The cynics around the Capitol think that what this all means is that Governor Corbett, with six months to go on his first term, is considered a lame duck by the General Assembly. Recent polls put Corbett down by twenty-one points to his challenger, Tom Wolf. A lot can happen between now and November, but it’s not looking good for the incumbent governor.
So the General Assembly, not wishing to raise taxes in an election year and finding themselves with a massive hole in the 2014-15 budget, made the political decision to not take tough votes on pension reform or state liquor system reform and patch together a budget that would get them through November. They’ll let the new Governor Wolf deal with it.

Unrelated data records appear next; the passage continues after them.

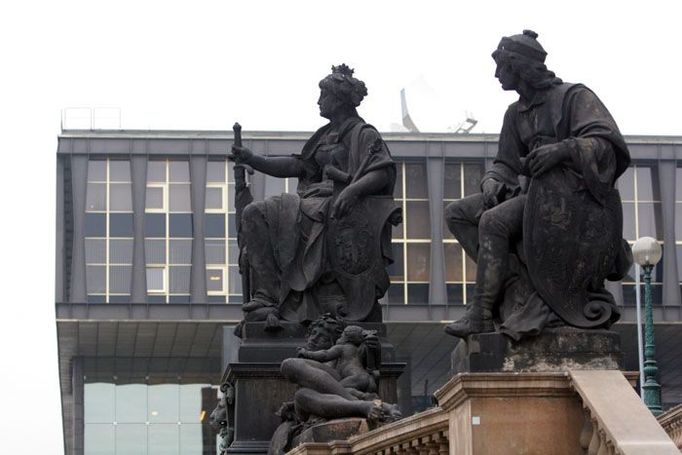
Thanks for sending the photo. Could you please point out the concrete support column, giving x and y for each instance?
(667, 173)
(79, 178)
(197, 168)
(138, 164)
(435, 170)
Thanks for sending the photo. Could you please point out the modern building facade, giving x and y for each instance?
(147, 284)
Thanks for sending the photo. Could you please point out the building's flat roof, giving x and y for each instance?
(302, 135)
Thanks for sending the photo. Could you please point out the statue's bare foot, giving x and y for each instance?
(382, 412)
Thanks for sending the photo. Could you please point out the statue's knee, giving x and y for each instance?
(491, 223)
(252, 212)
(454, 212)
(289, 367)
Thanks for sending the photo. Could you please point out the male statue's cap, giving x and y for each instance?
(525, 44)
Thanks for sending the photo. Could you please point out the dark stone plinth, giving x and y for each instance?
(334, 430)
(260, 389)
(558, 349)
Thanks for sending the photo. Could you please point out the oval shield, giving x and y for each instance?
(571, 242)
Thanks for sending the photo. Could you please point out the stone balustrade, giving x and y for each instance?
(671, 421)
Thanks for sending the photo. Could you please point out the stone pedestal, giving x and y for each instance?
(560, 349)
(336, 430)
(260, 389)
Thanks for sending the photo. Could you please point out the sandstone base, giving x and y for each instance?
(334, 430)
(559, 349)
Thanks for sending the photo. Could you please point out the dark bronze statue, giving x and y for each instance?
(325, 248)
(337, 373)
(546, 231)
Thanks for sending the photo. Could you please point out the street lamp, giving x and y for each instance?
(647, 252)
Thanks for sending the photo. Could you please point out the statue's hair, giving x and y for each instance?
(533, 72)
(344, 86)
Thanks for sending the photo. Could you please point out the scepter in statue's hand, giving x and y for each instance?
(240, 156)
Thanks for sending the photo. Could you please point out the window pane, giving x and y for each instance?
(154, 198)
(180, 251)
(214, 198)
(193, 397)
(155, 251)
(235, 280)
(95, 279)
(215, 171)
(650, 224)
(121, 251)
(156, 171)
(215, 251)
(473, 173)
(626, 185)
(95, 225)
(645, 190)
(629, 221)
(131, 403)
(396, 270)
(215, 225)
(99, 439)
(455, 294)
(154, 225)
(121, 224)
(232, 252)
(418, 261)
(119, 278)
(180, 225)
(120, 197)
(163, 403)
(398, 189)
(95, 251)
(98, 402)
(164, 439)
(453, 263)
(131, 439)
(396, 294)
(452, 181)
(155, 279)
(179, 171)
(179, 277)
(179, 198)
(119, 171)
(415, 180)
(97, 171)
(214, 280)
(96, 197)
(418, 220)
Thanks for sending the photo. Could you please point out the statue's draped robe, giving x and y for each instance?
(573, 115)
(298, 222)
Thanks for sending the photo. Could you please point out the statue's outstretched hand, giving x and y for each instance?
(240, 154)
(545, 157)
(344, 202)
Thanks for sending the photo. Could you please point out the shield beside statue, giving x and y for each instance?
(358, 247)
(571, 242)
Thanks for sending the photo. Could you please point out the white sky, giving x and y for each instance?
(205, 65)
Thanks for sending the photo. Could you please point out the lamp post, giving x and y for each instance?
(647, 252)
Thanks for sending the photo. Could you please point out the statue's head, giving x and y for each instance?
(352, 334)
(521, 58)
(340, 92)
(324, 332)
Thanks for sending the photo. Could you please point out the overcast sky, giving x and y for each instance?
(205, 65)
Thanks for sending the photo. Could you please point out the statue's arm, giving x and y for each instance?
(277, 166)
(324, 355)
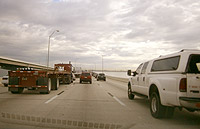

Next Move is Up to the Governor
On July 10, the Governor signed the budget, while "blue-lining" $63 million from the General Assembly's $320 million appropriation. He also blue-lined an additional $7.2 million in pet legislative projects. The Governor has the authority to reduce any appropriation line item in the budget, which is known as blue lining. The General Assembly has surplus fund of $150 million, so this move by the Governor would reduce that fund by about half.
In addition, the Governor called upon the General Assembly to come back to Harrisburg to deal with pension reform. He did not rule out calling a special session of the General Assembly this summer, but did not call for one at this point. He did say he would be taken further action, but did not specify what those actions might be.
Some Good Budget News
On the positive side, the budget on the Governor’s desk does have an increase for the Department of Agriculture from $124 million to $127 million, which should allow them to maintain their current staffing levels.
On the other hand, Penn State Extension has no increase, receiving the same appropriation as last year of $46.2 million.
NOTE: This article was updated on July 10, 2014 after the Governor's budget signing speech.